Animals, just like humans, have a range of emotional problems too. They have feelings, also. And just like humans, it is challenging for them when they are not feeling well emotionally.
Some shelters are overcrowded enough. Thus, they don’t have the time or resources to tend to each animals’ mental health and wellness. But there is still a chance for stressed and mentally challenged dogs to heal and overcome their pasts.
With the help of ASPCA’s Behavioral Rehabilitation Center, animals can get the best mental health and wellness care. They have a dormitory in Weaverville, North Carolina, and it houses up to 65 dogs. They have rescued many from hoarding situations and puppy mills.
While staying here, a mentally challenged dog can become suitable for adoption. Many professionals can also learn essential behavior modification techniques here. The facility has individual kennels and entire rooms to help dogs familiarize themselves with the concept of home. Furthermore, it also features an outdoor play area and a large indoor training area.
The idea of a Behavioral Rehabilitation Center came about ten years ago, through Collins, Dr. Pamela Reid, and Dr. Katherine Miller. Since its founding in 2013, the full-time staff grew from five to over thirty. It included veterinarians, research scientists studying behavioral therapy, and trainers.
Amazingly, about 87% of the dogs who underwent rehabilitation since 2013 now have forever homes. Because of that success, the rehab facility in North Carolina became a permanent establishment in 2018. More importantly, the BRC is part of what the ASPCA would call a “knowledge hub”.
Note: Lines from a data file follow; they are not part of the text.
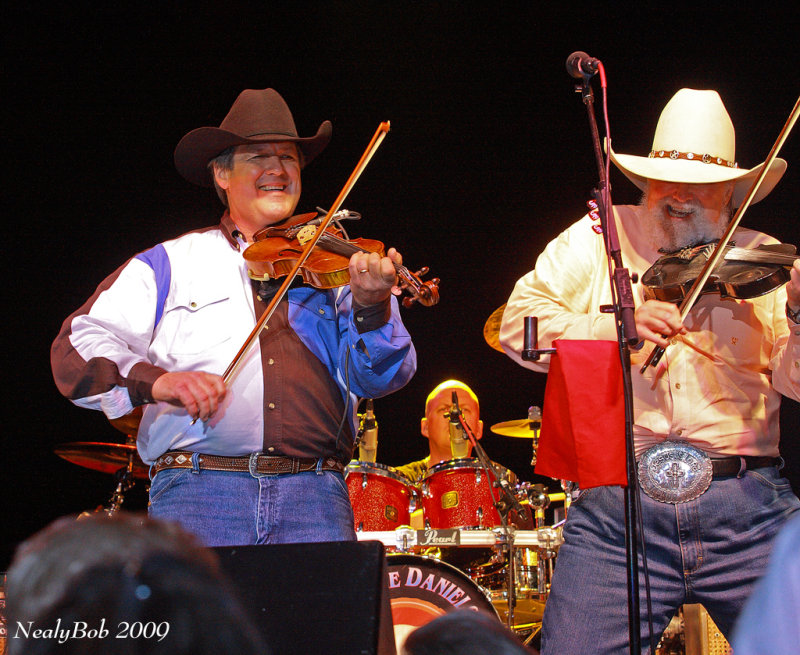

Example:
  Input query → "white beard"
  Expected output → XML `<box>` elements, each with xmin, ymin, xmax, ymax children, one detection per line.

<box><xmin>639</xmin><ymin>191</ymin><xmax>730</xmax><ymax>252</ymax></box>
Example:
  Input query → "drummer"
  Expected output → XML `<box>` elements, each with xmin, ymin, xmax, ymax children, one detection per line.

<box><xmin>395</xmin><ymin>380</ymin><xmax>516</xmax><ymax>483</ymax></box>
This means that the knowledge learned from behaviorally challenged dogs and how to deal with it can be passed and help other dogs with similar experiences. The staff observes each dogs’ daily progress and treatment during their stay.
Even though the Covid-19 pandemic stopped the staff from visiting shelters around the country, they still found a way to impart knowledge and information through online courses. Currently, more than 500 dogs have already graduated from BRC’s 3-month training course.
The dogs who underwent the program grew to enjoy human company and respond to basic commands. After the training, the dogs are placed in ASPCA’s network of partner shelters and rescue groups, ready for adoption.